The Right Approach to Exceptions

Mon Feb 20 01:32:57 PST 2012

On 2012-02-20 02:03, H. S. Teoh wrote:
> On Sat, Feb 18, 2012 at 11:09:23PM -0500, bearophile wrote:
>> Sean Cavanaug:
>>
>>> In the Von Neumann model this has been made difficult by the stack
>>> itself.  Thinking of exceptions as they are currently implemented in
>>> Java, C++, D, etc is automatically artificially constraining how
>>> they need to work.
>>
>> It's interesting to take a look at how "exceptions" are designed in
>> Lisp:
>> http://www.gigamonkeys.com/book/beyond-exception-handling-conditions-and-restarts.html
> [...]
>
> I'm surprised nobody responded to this. I read through the article a
> bit, and it does present some interesting concepts that we may be able
> to make use of in D. Here's a brief (possibly incomplete) summary:
>
> One problem with the try-throw-catch paradigm is that whenever an
> exception is raised, the stack unwinds up some number of levels in the
> call stack. By the time it gets to the catch{} block, the context in
> which the problem happened is already long-gone, and there is no other
> recourse but to abort the operation, or try it again from scratch. There
> is no way to recover from the problem by, say, trying to fix it *in the
> context in which it happened* and then continuing with the operation.
>
> Say P calls Q, Q calls R, and R calls S. S finds a problem that prevents
> it from doing what R expects it to do, so it throws an exception. R
> doesn't know what to do, so it propagates the exception to Q. Q doesn't
> know what to do either, so it propagates the exception to P. By the time
> P gets to know about the problem, the execution context of S is long
> gone; the operation that Q was trying to perform has already been
> aborted. There's no way to recover except to repeat a potentially very
> expensive operation.
>
> The way Lisp handles this is by something called "conditions". I won't
> get into the definitions and stuff (just read the article), but the idea
> is this:
>
> - When D encounters a problem, it signals a "condition".
>
>     - Along with the condition, it may register 0 or more "restarts",
>       basically predefined methods of recovering from the condition.
>
> - The runtime then tries to recover from the condition by:
>
>     - Checking to see if there's a handler registered for this condition.

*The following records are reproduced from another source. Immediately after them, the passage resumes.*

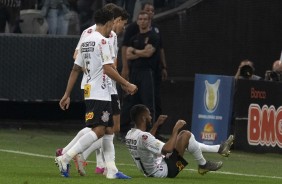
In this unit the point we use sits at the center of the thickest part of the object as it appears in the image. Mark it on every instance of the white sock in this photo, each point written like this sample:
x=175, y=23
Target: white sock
x=100, y=158
x=209, y=148
x=194, y=149
x=109, y=154
x=75, y=139
x=96, y=145
x=82, y=144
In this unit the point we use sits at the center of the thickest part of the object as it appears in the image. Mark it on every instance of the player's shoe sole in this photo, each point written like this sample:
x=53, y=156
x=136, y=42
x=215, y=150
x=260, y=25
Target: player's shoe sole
x=209, y=166
x=224, y=148
x=118, y=175
x=64, y=168
x=80, y=163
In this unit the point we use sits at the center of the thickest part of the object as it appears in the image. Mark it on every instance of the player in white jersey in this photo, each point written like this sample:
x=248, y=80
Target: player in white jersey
x=155, y=158
x=121, y=17
x=96, y=56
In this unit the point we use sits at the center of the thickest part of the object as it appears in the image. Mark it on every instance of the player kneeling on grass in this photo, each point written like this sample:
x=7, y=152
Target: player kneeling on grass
x=157, y=159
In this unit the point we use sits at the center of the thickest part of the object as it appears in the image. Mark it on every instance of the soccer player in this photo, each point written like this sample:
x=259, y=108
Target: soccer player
x=155, y=158
x=96, y=56
x=120, y=20
x=159, y=72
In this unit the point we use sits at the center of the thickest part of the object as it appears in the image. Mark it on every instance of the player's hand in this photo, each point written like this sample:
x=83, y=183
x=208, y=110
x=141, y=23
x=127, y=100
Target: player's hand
x=125, y=73
x=65, y=102
x=161, y=119
x=179, y=124
x=130, y=88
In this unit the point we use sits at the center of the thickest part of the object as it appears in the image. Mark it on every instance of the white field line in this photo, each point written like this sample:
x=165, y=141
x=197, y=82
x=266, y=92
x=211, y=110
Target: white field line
x=193, y=170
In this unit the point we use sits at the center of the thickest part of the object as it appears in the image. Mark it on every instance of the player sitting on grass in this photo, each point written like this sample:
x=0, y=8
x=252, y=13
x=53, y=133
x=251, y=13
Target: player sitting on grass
x=157, y=159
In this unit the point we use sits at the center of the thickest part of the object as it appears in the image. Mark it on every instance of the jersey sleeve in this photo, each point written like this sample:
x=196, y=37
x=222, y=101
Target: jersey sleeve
x=131, y=30
x=154, y=40
x=79, y=60
x=151, y=143
x=86, y=32
x=106, y=51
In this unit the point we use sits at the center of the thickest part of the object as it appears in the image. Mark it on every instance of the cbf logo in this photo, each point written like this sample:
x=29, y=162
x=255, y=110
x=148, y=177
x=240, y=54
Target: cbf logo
x=211, y=96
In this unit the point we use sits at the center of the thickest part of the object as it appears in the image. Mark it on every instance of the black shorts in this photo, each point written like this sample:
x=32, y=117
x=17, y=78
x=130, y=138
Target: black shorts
x=175, y=164
x=115, y=104
x=98, y=112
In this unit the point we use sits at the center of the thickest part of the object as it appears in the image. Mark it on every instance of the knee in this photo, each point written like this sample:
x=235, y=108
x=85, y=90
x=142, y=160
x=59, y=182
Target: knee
x=185, y=134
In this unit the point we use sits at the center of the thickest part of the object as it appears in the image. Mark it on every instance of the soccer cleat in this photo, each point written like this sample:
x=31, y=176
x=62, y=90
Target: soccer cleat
x=224, y=148
x=80, y=163
x=99, y=170
x=118, y=175
x=209, y=166
x=63, y=166
x=59, y=152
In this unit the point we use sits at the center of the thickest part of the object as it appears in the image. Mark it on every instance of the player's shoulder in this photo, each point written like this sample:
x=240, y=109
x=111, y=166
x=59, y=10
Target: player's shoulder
x=145, y=136
x=89, y=30
x=155, y=28
x=112, y=34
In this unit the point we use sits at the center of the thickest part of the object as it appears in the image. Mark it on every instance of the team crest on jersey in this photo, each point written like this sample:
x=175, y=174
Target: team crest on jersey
x=106, y=116
x=146, y=40
x=89, y=116
x=103, y=41
x=89, y=31
x=156, y=30
x=145, y=137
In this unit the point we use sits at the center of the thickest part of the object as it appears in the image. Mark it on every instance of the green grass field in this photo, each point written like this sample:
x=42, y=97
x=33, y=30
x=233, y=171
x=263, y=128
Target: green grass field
x=27, y=157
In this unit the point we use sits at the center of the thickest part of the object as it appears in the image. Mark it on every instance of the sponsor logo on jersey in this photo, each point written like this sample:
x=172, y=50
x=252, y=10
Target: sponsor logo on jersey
x=105, y=116
x=179, y=165
x=103, y=41
x=89, y=115
x=89, y=31
x=209, y=133
x=145, y=137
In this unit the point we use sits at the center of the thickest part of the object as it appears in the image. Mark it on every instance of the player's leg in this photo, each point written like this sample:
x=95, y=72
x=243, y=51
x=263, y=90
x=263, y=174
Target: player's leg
x=187, y=140
x=109, y=155
x=98, y=122
x=82, y=132
x=82, y=144
x=223, y=149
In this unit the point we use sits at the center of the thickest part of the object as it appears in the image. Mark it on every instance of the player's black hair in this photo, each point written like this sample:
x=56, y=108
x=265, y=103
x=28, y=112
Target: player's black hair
x=124, y=15
x=102, y=16
x=136, y=111
x=146, y=3
x=116, y=10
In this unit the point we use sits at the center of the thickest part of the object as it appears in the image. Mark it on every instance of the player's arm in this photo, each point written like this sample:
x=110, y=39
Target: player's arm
x=159, y=122
x=65, y=100
x=148, y=51
x=72, y=78
x=113, y=74
x=75, y=54
x=170, y=144
x=130, y=55
x=163, y=64
x=125, y=68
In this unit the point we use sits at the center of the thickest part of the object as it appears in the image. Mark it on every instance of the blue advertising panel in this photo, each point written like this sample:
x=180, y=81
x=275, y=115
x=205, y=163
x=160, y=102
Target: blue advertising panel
x=212, y=108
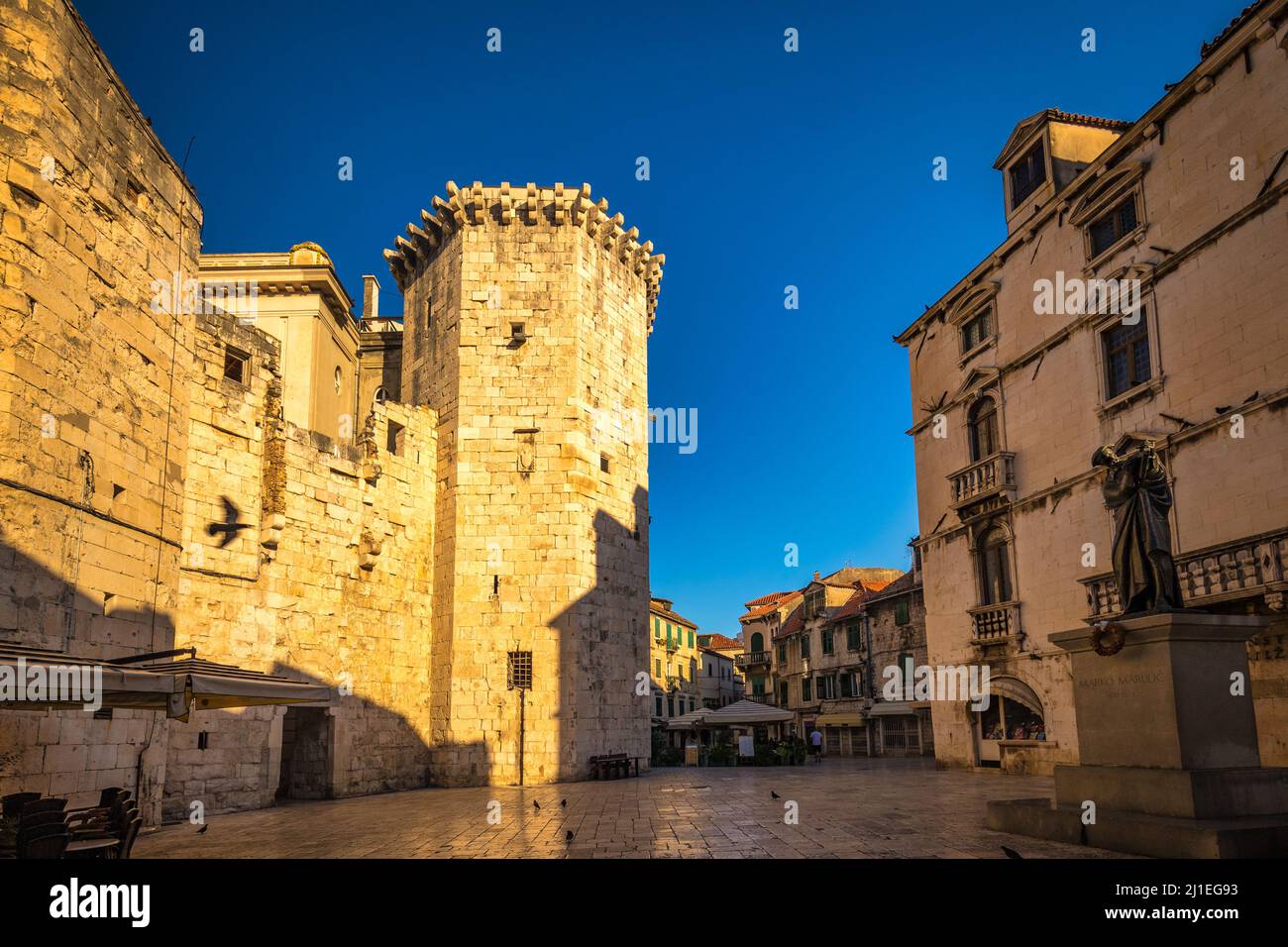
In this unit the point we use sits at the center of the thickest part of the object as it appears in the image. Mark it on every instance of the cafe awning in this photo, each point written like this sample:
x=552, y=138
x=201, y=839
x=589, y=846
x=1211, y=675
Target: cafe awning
x=745, y=712
x=838, y=720
x=35, y=680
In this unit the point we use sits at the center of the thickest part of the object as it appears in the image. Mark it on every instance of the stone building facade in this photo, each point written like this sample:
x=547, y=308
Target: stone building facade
x=191, y=475
x=527, y=311
x=1037, y=357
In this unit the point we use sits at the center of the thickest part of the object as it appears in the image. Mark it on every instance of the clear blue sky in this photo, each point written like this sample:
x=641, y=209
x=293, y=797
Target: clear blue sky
x=768, y=169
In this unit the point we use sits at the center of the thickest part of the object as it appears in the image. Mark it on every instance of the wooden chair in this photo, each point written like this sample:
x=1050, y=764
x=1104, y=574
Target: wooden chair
x=43, y=841
x=40, y=805
x=34, y=819
x=12, y=804
x=98, y=818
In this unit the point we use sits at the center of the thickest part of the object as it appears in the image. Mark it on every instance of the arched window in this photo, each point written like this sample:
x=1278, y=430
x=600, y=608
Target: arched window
x=995, y=570
x=983, y=429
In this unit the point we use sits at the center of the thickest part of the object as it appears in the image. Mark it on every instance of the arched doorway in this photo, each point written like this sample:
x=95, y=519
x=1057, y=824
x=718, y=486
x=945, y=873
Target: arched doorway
x=1014, y=714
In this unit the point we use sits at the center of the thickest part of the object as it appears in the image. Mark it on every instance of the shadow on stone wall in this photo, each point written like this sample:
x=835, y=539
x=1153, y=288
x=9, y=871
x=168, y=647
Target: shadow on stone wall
x=599, y=711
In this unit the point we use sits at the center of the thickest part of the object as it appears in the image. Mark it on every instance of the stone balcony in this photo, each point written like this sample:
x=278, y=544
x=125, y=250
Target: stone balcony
x=993, y=475
x=996, y=628
x=1231, y=571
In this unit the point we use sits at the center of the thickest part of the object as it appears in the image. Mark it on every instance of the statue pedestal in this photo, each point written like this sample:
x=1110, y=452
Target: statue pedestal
x=1168, y=755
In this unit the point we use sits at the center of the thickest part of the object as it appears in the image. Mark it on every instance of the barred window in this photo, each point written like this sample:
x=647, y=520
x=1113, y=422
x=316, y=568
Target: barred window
x=519, y=671
x=1126, y=357
x=1113, y=226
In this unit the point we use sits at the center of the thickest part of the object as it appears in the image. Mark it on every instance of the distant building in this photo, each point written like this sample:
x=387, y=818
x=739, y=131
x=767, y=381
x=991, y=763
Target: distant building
x=729, y=648
x=674, y=661
x=1136, y=299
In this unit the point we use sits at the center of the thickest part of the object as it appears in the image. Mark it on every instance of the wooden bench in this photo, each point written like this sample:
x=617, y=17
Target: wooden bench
x=613, y=766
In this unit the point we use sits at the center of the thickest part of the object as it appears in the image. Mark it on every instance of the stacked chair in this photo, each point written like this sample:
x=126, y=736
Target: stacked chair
x=46, y=828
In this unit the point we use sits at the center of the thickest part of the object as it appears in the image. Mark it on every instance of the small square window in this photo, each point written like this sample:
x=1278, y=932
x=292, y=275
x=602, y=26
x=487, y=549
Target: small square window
x=519, y=671
x=977, y=330
x=235, y=365
x=1113, y=226
x=1026, y=174
x=1126, y=357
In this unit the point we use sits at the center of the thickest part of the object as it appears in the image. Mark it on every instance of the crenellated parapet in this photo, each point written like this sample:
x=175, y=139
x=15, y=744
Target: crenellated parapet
x=528, y=205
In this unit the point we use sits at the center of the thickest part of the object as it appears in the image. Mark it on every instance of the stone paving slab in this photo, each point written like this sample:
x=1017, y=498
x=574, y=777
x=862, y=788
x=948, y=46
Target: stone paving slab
x=848, y=808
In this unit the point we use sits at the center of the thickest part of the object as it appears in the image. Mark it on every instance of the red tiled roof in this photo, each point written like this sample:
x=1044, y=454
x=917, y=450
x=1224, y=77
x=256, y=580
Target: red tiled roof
x=1093, y=120
x=717, y=641
x=767, y=599
x=1211, y=46
x=772, y=607
x=671, y=616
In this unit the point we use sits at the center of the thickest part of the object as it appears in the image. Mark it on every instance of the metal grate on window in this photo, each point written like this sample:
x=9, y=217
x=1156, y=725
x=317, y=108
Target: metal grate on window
x=518, y=676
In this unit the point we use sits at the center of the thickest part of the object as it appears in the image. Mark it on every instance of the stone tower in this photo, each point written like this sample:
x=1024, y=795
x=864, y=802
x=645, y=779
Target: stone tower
x=527, y=313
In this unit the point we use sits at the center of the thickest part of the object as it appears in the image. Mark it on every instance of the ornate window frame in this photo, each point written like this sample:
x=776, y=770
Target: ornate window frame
x=974, y=303
x=1104, y=196
x=1108, y=403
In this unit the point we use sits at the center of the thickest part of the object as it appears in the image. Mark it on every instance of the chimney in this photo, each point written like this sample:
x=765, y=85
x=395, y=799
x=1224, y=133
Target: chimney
x=370, y=296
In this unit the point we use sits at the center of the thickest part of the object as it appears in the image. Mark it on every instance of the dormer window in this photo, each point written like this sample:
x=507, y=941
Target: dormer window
x=1026, y=174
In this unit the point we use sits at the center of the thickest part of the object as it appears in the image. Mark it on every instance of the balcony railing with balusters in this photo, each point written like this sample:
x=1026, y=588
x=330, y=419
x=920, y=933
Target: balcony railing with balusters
x=996, y=625
x=1243, y=569
x=993, y=474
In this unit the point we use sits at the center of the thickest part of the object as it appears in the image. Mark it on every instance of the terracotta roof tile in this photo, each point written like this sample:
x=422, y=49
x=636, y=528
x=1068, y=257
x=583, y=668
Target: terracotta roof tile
x=1211, y=46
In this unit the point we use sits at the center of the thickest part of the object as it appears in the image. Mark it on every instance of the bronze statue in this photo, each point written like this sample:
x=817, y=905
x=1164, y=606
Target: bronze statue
x=1137, y=492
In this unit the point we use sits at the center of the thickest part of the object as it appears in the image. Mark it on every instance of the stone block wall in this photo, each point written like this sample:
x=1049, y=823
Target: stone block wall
x=330, y=581
x=93, y=389
x=542, y=521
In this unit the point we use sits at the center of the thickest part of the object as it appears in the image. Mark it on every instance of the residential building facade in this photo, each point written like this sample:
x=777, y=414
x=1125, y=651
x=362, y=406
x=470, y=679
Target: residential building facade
x=715, y=680
x=1137, y=302
x=675, y=661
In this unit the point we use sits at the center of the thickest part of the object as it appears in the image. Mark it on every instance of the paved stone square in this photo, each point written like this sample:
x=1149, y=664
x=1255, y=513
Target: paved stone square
x=849, y=808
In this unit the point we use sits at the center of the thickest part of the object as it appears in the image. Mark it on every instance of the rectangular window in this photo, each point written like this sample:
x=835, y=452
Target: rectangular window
x=519, y=671
x=1113, y=226
x=1126, y=357
x=1026, y=174
x=977, y=330
x=235, y=367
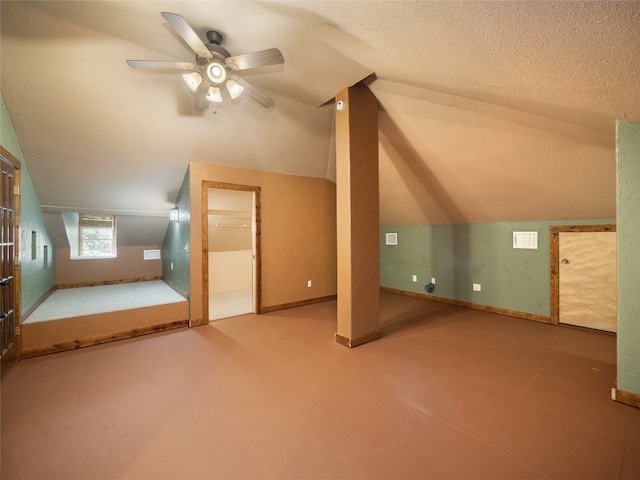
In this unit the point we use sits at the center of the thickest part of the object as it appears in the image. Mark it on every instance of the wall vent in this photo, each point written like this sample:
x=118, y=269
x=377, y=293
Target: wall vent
x=151, y=254
x=525, y=240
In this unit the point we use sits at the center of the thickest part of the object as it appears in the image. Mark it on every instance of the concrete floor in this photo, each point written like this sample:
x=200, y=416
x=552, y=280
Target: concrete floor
x=446, y=393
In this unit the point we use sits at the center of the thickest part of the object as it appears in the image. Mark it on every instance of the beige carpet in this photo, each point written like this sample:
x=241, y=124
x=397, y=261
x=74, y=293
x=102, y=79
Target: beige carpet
x=76, y=302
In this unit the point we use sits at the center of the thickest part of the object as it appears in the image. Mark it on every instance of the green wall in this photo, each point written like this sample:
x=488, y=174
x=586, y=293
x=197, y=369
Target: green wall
x=38, y=276
x=460, y=255
x=178, y=237
x=628, y=227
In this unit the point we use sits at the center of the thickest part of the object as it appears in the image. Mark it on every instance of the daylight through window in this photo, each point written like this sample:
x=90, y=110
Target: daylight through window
x=97, y=236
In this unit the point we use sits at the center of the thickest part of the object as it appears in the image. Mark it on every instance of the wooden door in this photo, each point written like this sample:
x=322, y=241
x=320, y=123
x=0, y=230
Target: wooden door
x=588, y=289
x=8, y=282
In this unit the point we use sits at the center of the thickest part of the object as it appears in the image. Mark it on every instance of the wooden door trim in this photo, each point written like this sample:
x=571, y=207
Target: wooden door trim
x=15, y=353
x=555, y=260
x=204, y=202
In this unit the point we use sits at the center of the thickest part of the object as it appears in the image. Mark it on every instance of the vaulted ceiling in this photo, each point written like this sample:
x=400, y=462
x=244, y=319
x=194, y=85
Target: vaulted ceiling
x=488, y=111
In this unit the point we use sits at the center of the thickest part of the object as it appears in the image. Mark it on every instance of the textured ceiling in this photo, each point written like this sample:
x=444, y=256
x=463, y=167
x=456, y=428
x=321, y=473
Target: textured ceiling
x=489, y=111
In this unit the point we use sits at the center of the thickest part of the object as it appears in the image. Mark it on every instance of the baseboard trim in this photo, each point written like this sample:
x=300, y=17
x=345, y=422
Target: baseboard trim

>       If there is, invoke the most recently registered one *in the
>       context of the function that triggered the condition*.
>
>     - If there's no handler, unwind the stack and propagate the condition
>       to the caller.
>
> - There are two kinds of handlers:
>
>     - The equivalent of a "catch": matches some subset of conditions that
>       propagated to that point in the code. Some stack unwinding may
>       already have taken place, so these are equivalent to catch block in
>       D.
>
>     - Pre-bound handlers: these are registered with the runtime condition
>       handler before the condition is triggered (possibly very high up
>       the call stack). They are invoked *in the context of the code that
>       triggered the condition*. Their primary use is to decide which of
>       the restarts associated with the condition should be used to
>       recover from it.
>
> The pre-bound handlers are very interesting. They allow in-place
> recovery by having high-level callers to decide what to do, *without
> unwinding the stack*. Here's an example:
>
> LoadConfig() is a function that loads an application's configuration
> files, parses them, and sets up some runtime objects based on
> configuration file settings. LoadConfig calls a bunch of functions to
> accomplish what it does, among which is ParseConfig(). ParseConfig() in
> turn calls ParseConfigItem() for each configuration item in the config
> file, to set up the runtime objects associated with that item.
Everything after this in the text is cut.